In order to implement JSR-223 we may have to change some of the
current behavior (the different way Beanshell and Groovy are
preparsed/executed) and also check if we can always assume that if
the code inside of ${...} starts with a string (no spaces)
followed by a colon (and a blank character?) then the string is
the scripting language: I didn't check the impact on existing
scripts but it should be easy to write a reg exp to find all of
them (I expect that the number will be small) and modify them
to be compatible with the convention. I intentionally didn't focus
on this second step.
Jacopo
On Mar 4, 2012, at 10:27 PM, Jacques Le Roux wrote:
I must says I only cursorily reviewed the code Jacopo committed
and did not look into JSR-223 details.
So I thought at some point you have to check which language wich
is used?
Like in
+ if ("groovy".equals(language)) {
+ if (scriptClass == null) {
+ scriptClass = ScriptUtil.parseScript(language,
script);
+ }
+ if (scriptClass != null) {
+ result = InvokerHelper.createScript(scriptClass,
GroovyUtil.getBinding(inputMap)).run();
+ }
+ } else if ("bsh".equals(language)) {
+ result = BshUtil.eval(script,
UtilMisc.makeMapWritable(inputMap));
+ }
In other words from Jacopo's code here, it seems you have to
differentiate how scritps are parsed?
Jacques
From: "Adrian Crum"<adrian.c...@sandglass-software.com>
Groovy supports JSR-223, so there is no reason to treat it
differently. My question has nothing to do with which scripting
engine
is supplied with OFBiz.
-Adrian
On 3/4/2012 8:43 PM, Jacques Le Roux wrote:
I don't want to interfer with Jacopo's answer, but I guess it's
because Groovy will be implemented OOTB. The others could be
but
Groovy is already part of the framework (the inital subject
from Erwan was to completely remove BeanShell OOTB usage), I
mean
it's the idea and what Jacopo said already.
I second this idea. Everybody can use her/his preferred
scripting language in custom projects. But using only one language
OOTB
seems to be common sense. We chose groovy...
Jacques
From: "Adrian Crum"<adrian.c...@sandglass-software.com>
The code changes tested fine.
I noticed in your code comments that Groovy should be handled
independently from other scripting languages.
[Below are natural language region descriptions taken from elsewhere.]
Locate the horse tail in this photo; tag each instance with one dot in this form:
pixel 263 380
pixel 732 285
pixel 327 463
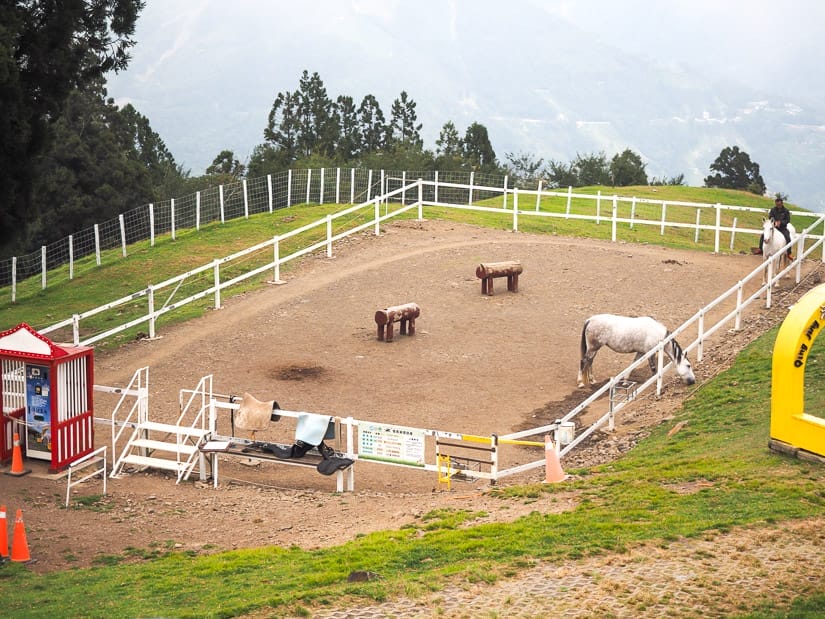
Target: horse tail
pixel 676 352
Why do you
think
that?
-Adrian
On 3/4/2012 7:27 AM, Jacopo Cappellato wrote:
My changes are in commit 1296762
Help with reviews and tests will be very much appreciated.
Jacopo
On Mar 3, 2012, at 1:45 PM, Jacopo Cappellato wrote:
On Mar 1, 2012, at 10:51 AM, Adrian Crum wrote:
As far as I know, most scripting engines have some sort of
embedded cache. The problem will be that we can't clear the
embedded
cache like we can with our own cache implementation. I
don't see that as a show stopper - it's mostly inconvenient.
I can help out with the conversion. I don't think the task
will be that hard.
Adrian, FYI I am enhancing some of the existing framework
code that uses the GroovyUtil class to simplify this task.
I will commit my code changes today.